In another clinical trial, the authors described the impact of the combination therapy of relatlimab and nivolumab compared to nivolumab monotherapy on patient outcomes including PFS, OS, and ORR within predefined stratification factors such as LAG-3 expression, PD-L1 expression, BRAFV600 mutation status, and metastatic stage. Patients were randomized in a 1:1 ratio to receive either the combination therapy of relatlimab (160 mg) plus nivolumab (480 mg) in a fixed-dose combination (FDC) or nivolumab (480 mg) monotherapy, administered intravenously every 4 weeks at the same dosages as in the RELATIVITY-047 trial. The experimental results showed that the combination therapy of relatlimab and nivolumab had a higher PFS than nivolumab monotherapy in all patients. The trends in OS and ORR were also similar between the two groups. Specifically, when LAG-3 expression was ≥1%, the ORR in the group receiving the combination therapy of relatlimab and nivolumab was 47%, compared to 35% in the nivolumab monotherapy group; when LAG-3 expression was <1%, the ORR was 31% and 24%, respectively. Similarly, when PD-L1 expression was ≥1%, the ORR was 53% and 45%; and when PD-L1 expression was <1%, the ORR was 36% and 24%, respectively. In patients with BRAF wild-type melanoma, the ORR was 43% and 34% in the group receiving the combination therapy of relatlimab and nivolumab and the nivolumab monotherapy group, respectively. In patients with BRAF mutant melanoma, the ORR was 43% and 31%, respectively. In this trial, the combination therapy of relatlimab and nivolumab also demonstrated manageable safety. The results above indicate that in melanoma patients expressing different immune checkpoint proteins, the combination therapy of relatlimab and nivolumab showed superiority in terms of PFS, OS, and ORR compared to the nivolumab monotherapy group (Hussein et al., 2022).
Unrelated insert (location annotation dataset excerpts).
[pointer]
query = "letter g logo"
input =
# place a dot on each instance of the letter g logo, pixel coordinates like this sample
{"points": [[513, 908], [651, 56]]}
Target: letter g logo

Similar to RELATIVITY-047, in 2022, a clinical trial conducted by Rodabe N. Amaria’s team also yielded similar results. The trial involved 30 patients with resectable stage III or oligometastatic stage IV melanoma. The patients received two doses of combined treatment with relatlimab (160 mg) + nivolumab (480 mg) administered intravenously every 4 weeks, followed by surgery. Subsequently, they received 10 additional adjuvant combination therapy doses at the same dosage as before. The primary endpoint was the complete response rate (pCR) in patients. The results of the study showed that the pCR rate with combination therapy was 57%, with an overall pathologic response rate of 70%. The radiologic response rate was 57%, and no grade 3-4 immune-related adverse events were observed. The 1-year recurrence-free survival rates were 100% for patients with any pathologic response and 88% for those without, while the corresponding 2-year recurrence-free survival rates were 92% and 55%, respectively. This trial further demonstrates the safety and efficacy of combined treatment with relatlimab and nivolumab for melanoma (Amaria et al., 2022).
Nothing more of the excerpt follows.